Many fliers have come to feel that their experience and their concerns consistently rank last. Consumer advocates are pressuring the Department of Transportation to take even further steps to protect them when flights are canceled or delayed and to hold airlines accountable for performance. Lawmakers in Congress are calling for more accountability in the industry, with more hearings – including before Cantwell’s committee – certain to come.

Meanwhile, attorneys general from 38 states called last year for Congress to give them more authority to go after airlines who run afoul of state and federal consumer protection laws.

“People spend their hard-earned money flying to visit family or going on vacation,” said Mark Brnovich, who was then the attorney general of Arizona, “but airlines are more concerned about profits than serving their customers.”
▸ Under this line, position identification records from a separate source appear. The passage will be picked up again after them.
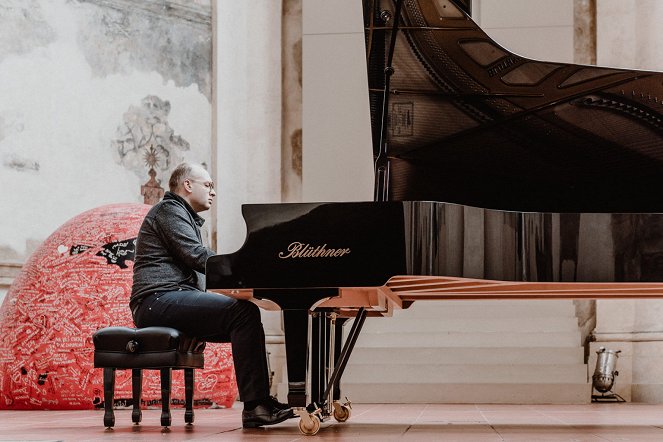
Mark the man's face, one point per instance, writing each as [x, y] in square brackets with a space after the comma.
[201, 188]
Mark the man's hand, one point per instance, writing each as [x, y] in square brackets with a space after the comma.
[243, 294]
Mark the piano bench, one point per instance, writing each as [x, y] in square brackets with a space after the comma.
[153, 348]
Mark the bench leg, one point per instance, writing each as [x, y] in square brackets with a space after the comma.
[136, 390]
[188, 395]
[109, 393]
[165, 396]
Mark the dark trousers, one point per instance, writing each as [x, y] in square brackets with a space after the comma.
[215, 318]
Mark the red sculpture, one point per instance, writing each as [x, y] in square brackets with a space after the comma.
[78, 281]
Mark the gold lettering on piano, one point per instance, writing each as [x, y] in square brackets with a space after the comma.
[301, 250]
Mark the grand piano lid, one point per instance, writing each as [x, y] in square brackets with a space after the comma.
[474, 124]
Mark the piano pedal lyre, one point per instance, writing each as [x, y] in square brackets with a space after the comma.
[309, 422]
[342, 411]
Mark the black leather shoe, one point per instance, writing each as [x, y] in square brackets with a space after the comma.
[265, 415]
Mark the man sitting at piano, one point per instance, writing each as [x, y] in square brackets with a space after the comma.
[168, 291]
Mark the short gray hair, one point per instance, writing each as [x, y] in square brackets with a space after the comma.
[180, 173]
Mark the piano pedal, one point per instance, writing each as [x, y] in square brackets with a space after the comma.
[309, 422]
[342, 411]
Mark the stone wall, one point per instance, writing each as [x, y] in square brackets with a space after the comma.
[93, 93]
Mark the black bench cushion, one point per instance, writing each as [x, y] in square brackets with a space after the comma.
[149, 347]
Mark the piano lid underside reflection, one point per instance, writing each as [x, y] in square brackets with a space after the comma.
[474, 124]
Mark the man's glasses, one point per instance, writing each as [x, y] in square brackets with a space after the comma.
[209, 185]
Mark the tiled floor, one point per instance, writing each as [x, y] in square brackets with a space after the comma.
[415, 422]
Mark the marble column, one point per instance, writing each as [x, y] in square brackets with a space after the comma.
[628, 36]
[248, 125]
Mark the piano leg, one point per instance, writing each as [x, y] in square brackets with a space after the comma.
[338, 337]
[295, 324]
[318, 355]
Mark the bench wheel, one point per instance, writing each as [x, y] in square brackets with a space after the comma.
[309, 425]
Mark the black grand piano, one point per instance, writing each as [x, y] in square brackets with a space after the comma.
[554, 160]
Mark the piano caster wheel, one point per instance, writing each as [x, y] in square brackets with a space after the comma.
[309, 425]
[341, 412]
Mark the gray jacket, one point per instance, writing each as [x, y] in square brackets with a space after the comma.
[170, 254]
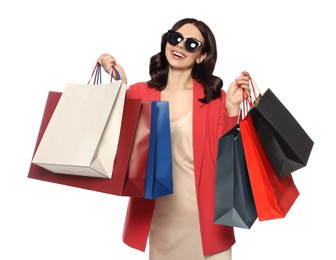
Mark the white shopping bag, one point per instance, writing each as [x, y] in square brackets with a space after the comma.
[83, 133]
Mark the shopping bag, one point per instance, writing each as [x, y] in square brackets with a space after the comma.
[104, 185]
[82, 135]
[234, 202]
[273, 196]
[285, 142]
[159, 181]
[129, 170]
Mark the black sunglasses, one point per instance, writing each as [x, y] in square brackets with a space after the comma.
[190, 44]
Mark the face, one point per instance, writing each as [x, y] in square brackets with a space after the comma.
[180, 56]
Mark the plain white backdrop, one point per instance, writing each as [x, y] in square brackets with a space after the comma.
[288, 46]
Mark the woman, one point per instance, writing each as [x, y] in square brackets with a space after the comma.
[181, 225]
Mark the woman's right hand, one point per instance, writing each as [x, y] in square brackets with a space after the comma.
[108, 62]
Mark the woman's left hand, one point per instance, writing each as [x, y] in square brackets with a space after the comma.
[234, 93]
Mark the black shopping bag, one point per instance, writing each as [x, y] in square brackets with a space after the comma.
[285, 142]
[234, 202]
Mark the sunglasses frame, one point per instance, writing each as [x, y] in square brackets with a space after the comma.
[184, 41]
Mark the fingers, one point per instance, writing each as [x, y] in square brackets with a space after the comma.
[107, 61]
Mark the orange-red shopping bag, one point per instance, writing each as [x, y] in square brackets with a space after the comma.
[273, 195]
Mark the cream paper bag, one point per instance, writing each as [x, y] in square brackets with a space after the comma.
[82, 135]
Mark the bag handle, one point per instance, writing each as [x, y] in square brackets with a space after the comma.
[249, 99]
[96, 75]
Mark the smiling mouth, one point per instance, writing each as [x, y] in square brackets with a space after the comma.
[178, 54]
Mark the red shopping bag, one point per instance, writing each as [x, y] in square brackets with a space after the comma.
[129, 170]
[273, 195]
[131, 115]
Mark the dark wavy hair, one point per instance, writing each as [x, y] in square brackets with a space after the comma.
[203, 72]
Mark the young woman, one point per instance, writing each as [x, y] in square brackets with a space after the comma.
[181, 225]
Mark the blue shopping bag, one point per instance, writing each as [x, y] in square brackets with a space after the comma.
[159, 179]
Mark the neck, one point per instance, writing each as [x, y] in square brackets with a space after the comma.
[179, 80]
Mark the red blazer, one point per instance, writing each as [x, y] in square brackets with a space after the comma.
[210, 121]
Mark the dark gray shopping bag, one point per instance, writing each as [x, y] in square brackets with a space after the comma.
[285, 142]
[234, 202]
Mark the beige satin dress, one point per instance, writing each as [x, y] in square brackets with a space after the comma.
[175, 231]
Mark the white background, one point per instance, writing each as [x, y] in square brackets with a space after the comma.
[288, 46]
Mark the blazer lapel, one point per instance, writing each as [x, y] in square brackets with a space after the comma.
[200, 113]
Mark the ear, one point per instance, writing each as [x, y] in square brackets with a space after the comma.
[201, 58]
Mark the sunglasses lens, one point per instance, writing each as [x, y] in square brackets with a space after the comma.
[174, 38]
[191, 45]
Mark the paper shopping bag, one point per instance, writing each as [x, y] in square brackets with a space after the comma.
[285, 142]
[234, 202]
[159, 181]
[82, 135]
[273, 195]
[105, 185]
[129, 170]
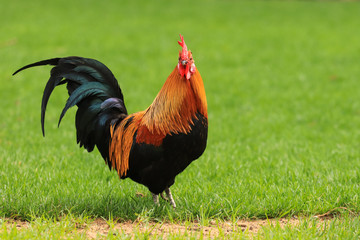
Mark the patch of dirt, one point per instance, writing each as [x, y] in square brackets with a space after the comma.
[99, 228]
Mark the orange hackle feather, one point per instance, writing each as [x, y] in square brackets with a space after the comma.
[172, 112]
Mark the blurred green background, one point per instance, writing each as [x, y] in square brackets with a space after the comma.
[282, 82]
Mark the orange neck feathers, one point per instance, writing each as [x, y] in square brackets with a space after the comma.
[176, 105]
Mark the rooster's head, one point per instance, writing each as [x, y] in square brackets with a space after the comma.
[186, 65]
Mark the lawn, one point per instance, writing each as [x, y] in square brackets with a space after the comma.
[282, 83]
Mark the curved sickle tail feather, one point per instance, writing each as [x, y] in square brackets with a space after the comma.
[96, 92]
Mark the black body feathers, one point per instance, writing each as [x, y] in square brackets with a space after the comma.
[95, 90]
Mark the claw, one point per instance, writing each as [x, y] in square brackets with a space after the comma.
[170, 198]
[156, 199]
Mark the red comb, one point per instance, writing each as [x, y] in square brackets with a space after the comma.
[184, 52]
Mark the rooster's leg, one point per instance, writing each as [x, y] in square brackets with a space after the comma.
[155, 198]
[170, 198]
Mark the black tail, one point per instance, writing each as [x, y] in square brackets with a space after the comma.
[96, 92]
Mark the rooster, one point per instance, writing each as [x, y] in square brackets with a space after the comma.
[150, 147]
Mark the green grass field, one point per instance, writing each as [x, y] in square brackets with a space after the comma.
[282, 83]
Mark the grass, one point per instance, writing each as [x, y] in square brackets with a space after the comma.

Complaints tracked by the federal government increased month by month during 2022, and the latest figures – from October – were more than three times higher than before the pandemic. About a third of the complaints involved cancellations and delays. The next-largest category of complaints is mishandled baggage, and problems obtaining refunds for flight disruptions.

For Rust, it’s a symptom of a system in which consumer service has had just one trajectory: “Worse and worse.”

It’s a large, complicated system, with hundreds of moving parts. But for the average flier, it comes down to an experience in which the basics – timeliness, comfort, fairness, value, dependability – feel very personal, and very diminished.

“It used to be you’d get meals!” said Weir, the EWU play-by-play man. “Now you’re lucky if you get a peanut or a bag of pretzels.”